Any ‘development’ that destroys natural habitats is not development at all, just sheer destruction. This is the theme of Ranjit Lal’s book that eloquently echoes the Native American proverb, ‘We do not inherit the Earth from our Ancestors, we borrow it from our children.’

The destruction of our rarest animals and their habitats is happening at an alarming pace, as a consequence of which many beautiful species are on the verge of extinction. Even the meagre 5% of our country’s area protected by law has been ravaged. Shameful indeed!

Forest land is being put to more urgent uses, highways run through national parks and sanctuaries, and mines and dams result in whole scale destruction.

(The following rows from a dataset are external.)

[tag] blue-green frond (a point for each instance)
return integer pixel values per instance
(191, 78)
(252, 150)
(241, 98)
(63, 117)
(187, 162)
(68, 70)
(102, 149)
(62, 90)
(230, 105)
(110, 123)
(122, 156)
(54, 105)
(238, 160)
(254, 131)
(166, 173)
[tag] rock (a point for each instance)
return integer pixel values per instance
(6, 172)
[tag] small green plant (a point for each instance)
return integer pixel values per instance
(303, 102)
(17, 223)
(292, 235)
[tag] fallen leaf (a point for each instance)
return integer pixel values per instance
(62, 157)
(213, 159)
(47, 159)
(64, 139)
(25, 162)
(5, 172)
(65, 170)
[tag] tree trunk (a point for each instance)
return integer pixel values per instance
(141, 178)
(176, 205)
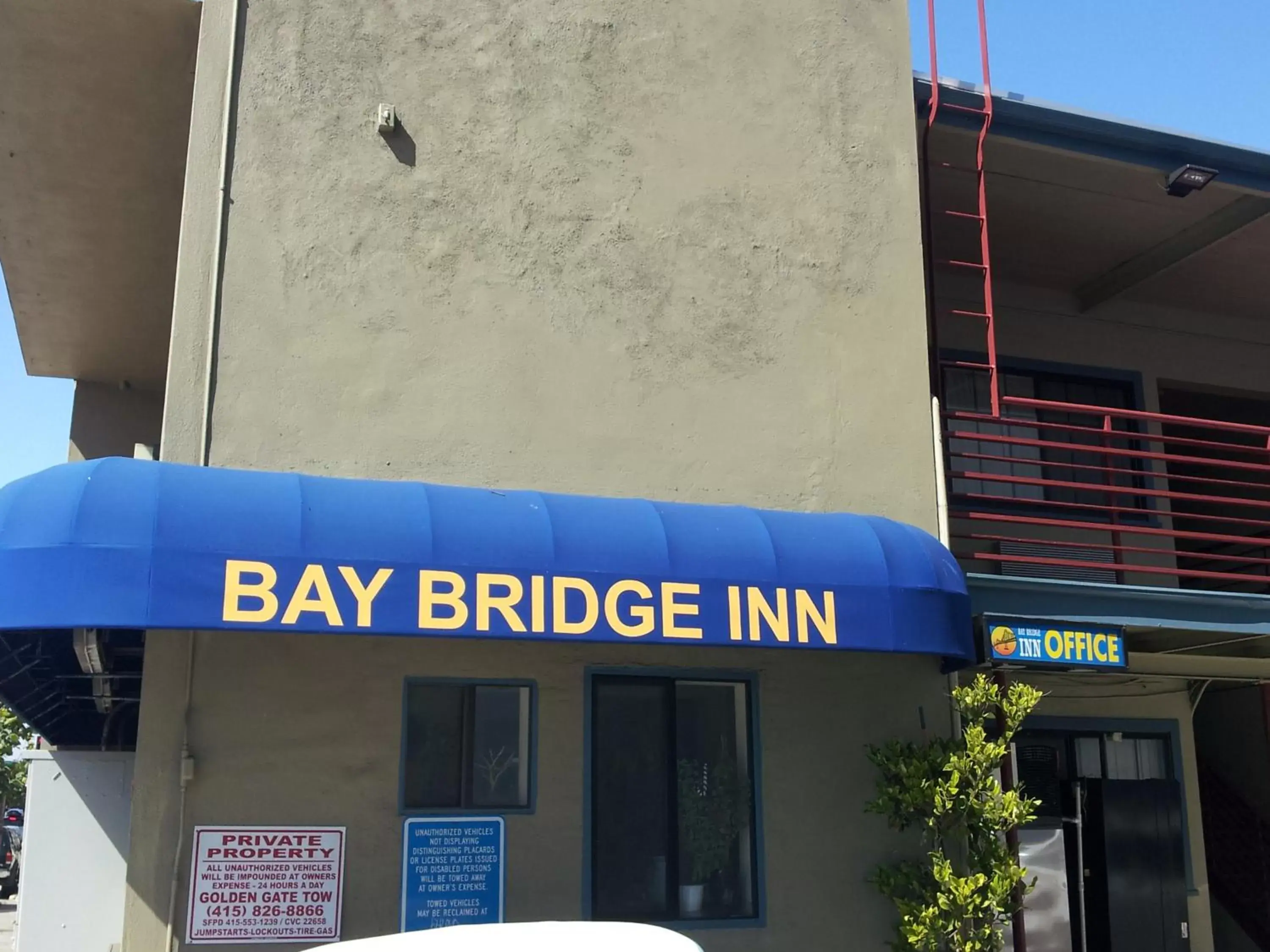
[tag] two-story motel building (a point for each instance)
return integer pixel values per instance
(409, 380)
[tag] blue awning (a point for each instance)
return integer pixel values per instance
(127, 544)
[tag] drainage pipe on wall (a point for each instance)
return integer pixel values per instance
(941, 515)
(187, 762)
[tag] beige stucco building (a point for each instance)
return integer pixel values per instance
(621, 252)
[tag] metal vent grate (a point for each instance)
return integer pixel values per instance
(1058, 572)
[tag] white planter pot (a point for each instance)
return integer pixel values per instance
(690, 900)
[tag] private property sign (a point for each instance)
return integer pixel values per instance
(266, 884)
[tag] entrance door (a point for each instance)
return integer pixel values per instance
(1136, 884)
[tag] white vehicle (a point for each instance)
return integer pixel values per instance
(529, 937)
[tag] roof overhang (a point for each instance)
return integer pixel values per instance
(1077, 205)
(96, 99)
(127, 544)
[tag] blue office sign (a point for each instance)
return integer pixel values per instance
(1044, 643)
(453, 871)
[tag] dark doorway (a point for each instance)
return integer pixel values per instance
(1107, 847)
(1136, 889)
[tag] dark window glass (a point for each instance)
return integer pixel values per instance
(467, 746)
(672, 800)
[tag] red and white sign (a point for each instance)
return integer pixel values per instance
(266, 884)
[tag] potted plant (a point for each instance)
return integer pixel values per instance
(714, 809)
(964, 893)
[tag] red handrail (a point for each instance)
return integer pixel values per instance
(1137, 415)
(1118, 483)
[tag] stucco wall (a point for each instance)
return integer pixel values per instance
(618, 248)
(306, 730)
(1149, 699)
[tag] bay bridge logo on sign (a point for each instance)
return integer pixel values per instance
(1056, 644)
(533, 605)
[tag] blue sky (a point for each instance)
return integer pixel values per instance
(35, 412)
(1194, 68)
(1185, 66)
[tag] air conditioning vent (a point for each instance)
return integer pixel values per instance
(1074, 554)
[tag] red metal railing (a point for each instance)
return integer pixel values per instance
(1068, 490)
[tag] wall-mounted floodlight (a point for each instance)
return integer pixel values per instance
(1187, 179)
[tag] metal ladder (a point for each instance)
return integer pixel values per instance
(980, 217)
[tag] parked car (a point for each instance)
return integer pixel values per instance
(11, 861)
(529, 937)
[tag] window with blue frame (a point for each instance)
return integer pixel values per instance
(672, 787)
(467, 747)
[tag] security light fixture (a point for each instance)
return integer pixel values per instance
(1187, 179)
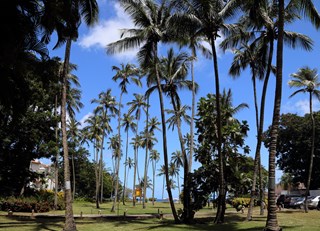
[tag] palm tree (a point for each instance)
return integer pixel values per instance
(178, 161)
(74, 133)
(207, 19)
(162, 172)
(66, 23)
(135, 106)
(127, 124)
(307, 8)
(128, 163)
(259, 25)
(307, 79)
(151, 20)
(193, 41)
(148, 142)
(154, 158)
(107, 108)
(125, 74)
(93, 132)
(114, 145)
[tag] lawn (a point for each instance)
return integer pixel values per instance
(294, 220)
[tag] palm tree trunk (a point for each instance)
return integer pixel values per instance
(311, 153)
(154, 166)
(164, 136)
(272, 221)
(56, 164)
(118, 160)
(187, 218)
(193, 105)
(73, 177)
(97, 175)
(260, 123)
(146, 157)
(222, 190)
(125, 171)
(134, 176)
(69, 219)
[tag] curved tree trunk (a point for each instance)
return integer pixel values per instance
(125, 171)
(164, 136)
(311, 154)
(116, 191)
(69, 219)
(272, 221)
(146, 158)
(187, 215)
(56, 163)
(193, 105)
(222, 188)
(260, 123)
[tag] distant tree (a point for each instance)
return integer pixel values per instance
(294, 142)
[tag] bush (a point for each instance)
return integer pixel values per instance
(42, 201)
(240, 201)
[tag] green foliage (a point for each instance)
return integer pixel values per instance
(41, 201)
(205, 180)
(294, 143)
(236, 202)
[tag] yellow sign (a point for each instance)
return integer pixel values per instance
(138, 192)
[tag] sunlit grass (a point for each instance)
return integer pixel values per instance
(294, 220)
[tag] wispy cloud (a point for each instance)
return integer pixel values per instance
(83, 119)
(108, 31)
(301, 107)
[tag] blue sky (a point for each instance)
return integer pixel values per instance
(95, 75)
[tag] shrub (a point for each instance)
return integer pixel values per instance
(240, 201)
(41, 201)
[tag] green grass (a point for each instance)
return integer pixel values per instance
(294, 220)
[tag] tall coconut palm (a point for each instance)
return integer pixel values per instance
(93, 132)
(207, 19)
(129, 163)
(154, 158)
(128, 124)
(260, 27)
(125, 74)
(66, 23)
(74, 134)
(107, 108)
(307, 79)
(307, 8)
(178, 160)
(151, 20)
(135, 106)
(114, 145)
(162, 172)
(148, 143)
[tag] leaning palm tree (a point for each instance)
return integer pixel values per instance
(93, 132)
(259, 26)
(162, 172)
(74, 134)
(125, 74)
(307, 79)
(66, 22)
(135, 106)
(178, 160)
(207, 18)
(154, 158)
(148, 141)
(151, 19)
(128, 124)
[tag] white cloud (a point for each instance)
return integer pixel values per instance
(108, 31)
(83, 119)
(301, 107)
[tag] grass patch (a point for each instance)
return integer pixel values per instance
(295, 220)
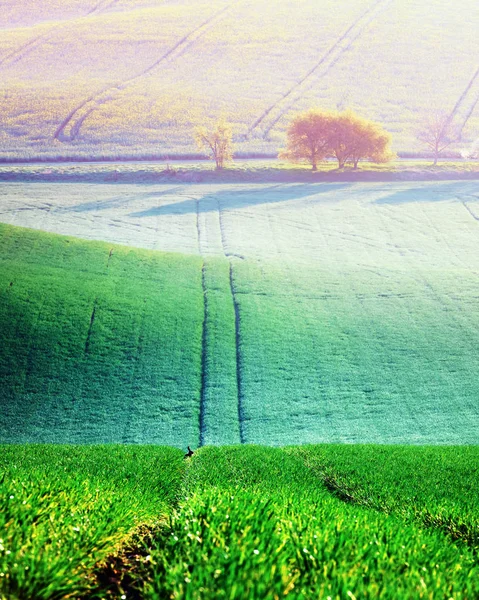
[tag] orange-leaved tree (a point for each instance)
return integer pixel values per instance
(366, 140)
(308, 137)
(217, 141)
(315, 135)
(436, 132)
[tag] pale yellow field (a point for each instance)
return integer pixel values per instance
(118, 77)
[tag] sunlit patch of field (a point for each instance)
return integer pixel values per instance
(235, 59)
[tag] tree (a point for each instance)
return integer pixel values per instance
(315, 135)
(218, 142)
(368, 141)
(308, 137)
(436, 132)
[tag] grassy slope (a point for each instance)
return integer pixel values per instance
(98, 348)
(110, 348)
(55, 57)
(64, 509)
(244, 522)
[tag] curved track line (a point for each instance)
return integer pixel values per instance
(327, 61)
(463, 109)
(19, 53)
(70, 127)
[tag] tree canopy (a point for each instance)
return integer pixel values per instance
(317, 134)
(217, 141)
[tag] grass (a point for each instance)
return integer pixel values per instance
(65, 509)
(235, 522)
(55, 58)
(314, 313)
(104, 336)
(419, 484)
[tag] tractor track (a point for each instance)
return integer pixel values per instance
(204, 335)
(237, 313)
(19, 53)
(464, 107)
(69, 128)
(279, 108)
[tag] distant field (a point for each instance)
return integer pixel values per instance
(239, 522)
(279, 314)
(132, 77)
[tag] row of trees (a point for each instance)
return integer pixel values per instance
(316, 134)
(312, 136)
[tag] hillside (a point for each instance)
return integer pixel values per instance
(132, 77)
(273, 314)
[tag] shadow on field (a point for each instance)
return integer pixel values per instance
(432, 192)
(242, 198)
(119, 201)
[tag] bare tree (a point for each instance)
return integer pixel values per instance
(218, 142)
(436, 132)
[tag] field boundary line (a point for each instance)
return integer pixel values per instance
(83, 110)
(328, 60)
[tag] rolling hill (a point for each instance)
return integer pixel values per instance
(269, 314)
(132, 77)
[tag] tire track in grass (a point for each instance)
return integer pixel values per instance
(237, 314)
(279, 108)
(218, 419)
(90, 327)
(20, 53)
(69, 128)
(129, 435)
(204, 333)
(465, 106)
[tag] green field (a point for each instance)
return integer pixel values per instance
(313, 343)
(116, 78)
(238, 522)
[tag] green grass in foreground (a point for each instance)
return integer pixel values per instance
(244, 522)
(64, 509)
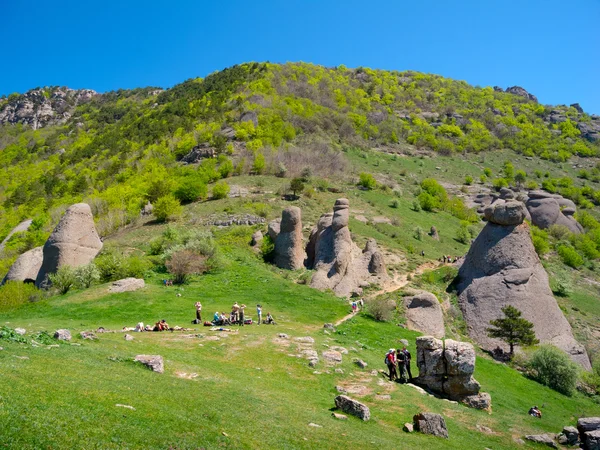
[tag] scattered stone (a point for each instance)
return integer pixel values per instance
(127, 285)
(353, 407)
(430, 423)
(424, 314)
(545, 439)
(153, 362)
(62, 335)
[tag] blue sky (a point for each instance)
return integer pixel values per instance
(551, 47)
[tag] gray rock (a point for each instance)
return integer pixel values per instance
(352, 407)
(153, 362)
(74, 242)
(424, 314)
(127, 285)
(430, 423)
(545, 439)
(62, 335)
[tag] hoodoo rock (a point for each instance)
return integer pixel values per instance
(502, 268)
(289, 252)
(424, 314)
(447, 367)
(74, 242)
(340, 265)
(26, 267)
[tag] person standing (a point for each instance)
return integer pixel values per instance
(259, 313)
(198, 306)
(407, 358)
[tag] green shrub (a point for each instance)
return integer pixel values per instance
(166, 208)
(570, 256)
(552, 367)
(367, 181)
(220, 190)
(63, 280)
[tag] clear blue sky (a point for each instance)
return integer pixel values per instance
(550, 47)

There is also the serious problem of noise pollution. ‘For a wild animal—especially a carnivore—living cheek by jowl with noisy, impatient, irascible human beings and all their clutter is a risky proposition.’ And river pollution caused by effluents, fertilizers and pesticides, all of which wash down into rivers turning them into toxic sewers, is fast wiping out water creatures like crocodiles and river dolphins.